Emanuel says little on City Council push to let audience say nothing
BY FRAN SPIELMAN City Hall Reporterfirstname.lastname@example.org February 16, 2012 2:50PM
Mayor Rahm Emanuel. File photo. | Richard A. Chapman~Sun-Times
Updated: March 18, 2012 8:16AM
Mayor Rahm Emanuel tried Thursday to walk a political tightrope on rules changes proposed by four powerful aldermen aimed at silencing the audience at City Council meetings — rule changes the American Civil Liberties Union dubbed “very troubling.”
Aldermen Edward M. Burke (14th), Ray Suarez (31st), Richard Mell (33rd) and Carrie Austin (34th) want to forbid “cheering, yelling, foot stomping, whistling, booing or jeering” and threatened to clear the chamber if such public displays persist.
They also want to prohibit “signs, placards, banners or posters” in the Council chambers “except those with prior authorization from the president officer or chair.” That means Emanuel or president pro tem Michelle Harris (8th).
Protesters have already accused Emanuel of trying to force them to “sit down and shut up” with the watered down security measures he has put in place for the May 19-21 NATO and G-8 summits at McCormick Place.
Is the mayor willing to risk alienating them again — by muzzling the audience at City Council meetings?
“My first premise is people have a First Amendment right, as we’ve shown all the time,” Emanuel said at an unrelated news conference.
“There’s a way to do First Amendment and protect that. People have a right to have their voices heard. Also, we have business to conduct, and we’ll balance those two so people have the First Amendment right.”
American Civil Liberties Union spokesman Ed Yohnka accused the four aldermen of “overreacting” — by threatening to clear the entire chamber because of the “disruptive behavior” of one person or a few.
“People go to those meetings to monitor the activity of their elected officials. The notion that they would lose that ability through no fault of their own is very troubling,” Yohnka said.
As for requiring signs to pass muster with the mayor, he said, “It would be tough to defend the right to have a sign that blocks the view of everybody else. But, someone sitting with a small sign in their lap? How is that tangibly different from wearing a T-shirt?”
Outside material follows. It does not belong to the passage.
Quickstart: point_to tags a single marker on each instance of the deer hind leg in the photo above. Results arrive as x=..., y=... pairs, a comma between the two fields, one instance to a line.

Mell is the alderman who notoriously stood on his desk and shouted during the marathon City Council meeting that culminated in the election of Ald. Eugene Sawyer (6th) as acting mayor after the death of Harold Washington.
That prompted Yohnka to say, “We’ve seen lots of times that the Chicago City Council did not behave with the greatest amount of decorum. Why the focus on the audience?”
Burke, chairman of the City Council’s Finance Committee, issued a prepared statement about the controversy on Thursday.
“The proposed changes in the Rules of Order and Procedure of the City Council were introduced as a courtesy in response to a suggestion by the sergeant-at-arms and should make for a lively discussion,” Burke said.
“After a full and open vetting of the issue, it is up to the City Council to decide if this body wishes to adopt the proposal.”